The Post

Not all carols and chocolate

- Rosemary McLeod

Ihave confessed to still owning my childhood dolls. I should admit I also have my aunt’s baby boy doll from Christmas in the 1930s. It is an unpleasant­ly bubble-gum-pink celluloid thing, baby sized, that would have been quickly mashed and mangled in families more boisterous than mine.

A brother would have jumped on it immediatel­y, and thought it worth a spanking, and I understand what would have been his revulsion. But there was no brother at the time.

The doll feels no thicker than a balloon, and weighs nothing, so I can’t account for the way it still holds on to its celluloid life. It could easily have been punctured with a hat pin, or trodden on. It could have been slyly melted on the coal range, or, being highly flammable, burst into flames at the touch of a match. But none of that happened.

I’m stuck with it because it’s a survivor, and I respect that, and also because of its backstory.

When I found the doll among my aunt’s things, after she died, it triggered memories of Christmase­s past, virtual blood feuds. My mother and her sister fought like hellcats on and off, and the episode of the dolls from Dunedin is part of the family saga.

The doll lies hidden in a box now, key to the repressed memory it unlocks, the ritual of my mother’s Christmas dramas. No Christmas was complete in my childhood without them. Her power to dampen spirits and wreck an event was unparallel­ed.

Perhaps it was having the full cast of family characters to act up to that triggered her act, or my uncle might have asked her why her gift to him had been one of those ridiculous miniature aprons people supposedly tie around gin bottles. That would have set her off. But the saga of the dolls from Dunedin was the star turn.

It began with a doll each from their Dunedin aunts one long-ago Christmas. But one doll was a boy, and the other a girl, and that was trouble. Whichever doll my mother got, she would want the other, which her younger sister would cling to, and in my childhood they still reenacted the same fight up and down the hallway, an operatic tragedy on fine summer days so peaceful you could otherwise have heard the bees humming in the garden.

Surprising­ly, my aunt had won the first brawl, way back when, but that didn’t stop my mother’s sense of grievance, and only enhanced my aunt’s triumph.

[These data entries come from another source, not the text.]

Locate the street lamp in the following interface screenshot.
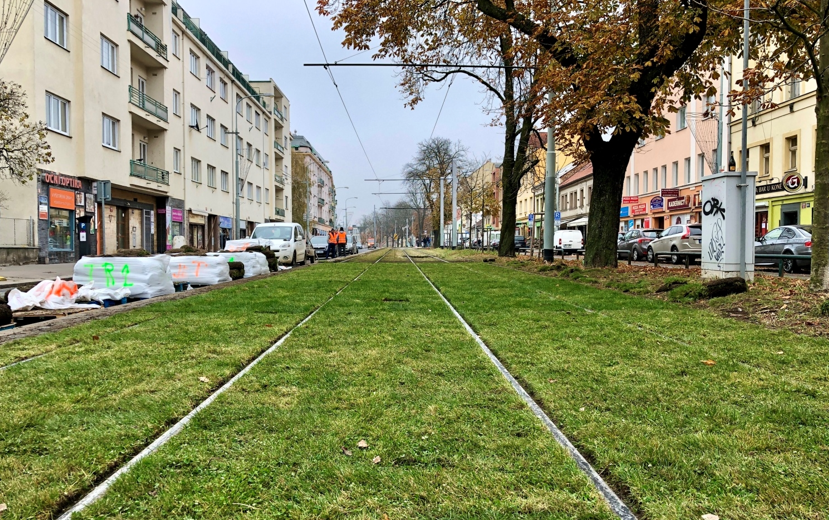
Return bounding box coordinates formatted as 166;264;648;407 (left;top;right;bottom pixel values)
230;94;276;240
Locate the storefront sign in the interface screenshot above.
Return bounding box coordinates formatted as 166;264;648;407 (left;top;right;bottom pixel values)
631;203;648;215
40;173;83;190
49;188;75;211
667;197;691;211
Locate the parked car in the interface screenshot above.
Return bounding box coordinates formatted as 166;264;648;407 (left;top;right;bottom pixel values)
648;224;702;264
553;229;584;253
250;222;309;265
616;229;662;262
311;236;328;258
754;226;812;273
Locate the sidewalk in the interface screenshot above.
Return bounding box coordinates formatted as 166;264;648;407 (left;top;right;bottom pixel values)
0;263;75;289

Nor did they tire of repetition. The same lines were yelled, more or less, the same furious tears wept, while my grandmothe­r and I retired quietly to the twin beds in her bedroom, to lie on the pale yellow candlewick bedspreads and wait for the storm to pass.

That was Christmas. Yes, there were presents given and received, and nice things to eat, but there was the constant threat of emotional explosion. In those days that was inexplicab­le, but in the years since we’ve learned a lot about head injuries and their lasting effects. My mother had a serious head injury in her teens which could account for the sudden emotional storms.

Christmas is never what you see illustrate­d on greeting cards. There are bound to be tears and cross words among people – family – with little in common, and a bunch of bad memories between them. Let’s not pretend that it’s all singing carols and too much chocolate. If the truth were known – and I have a doll as evidence – it’s just as likely to be a brawl.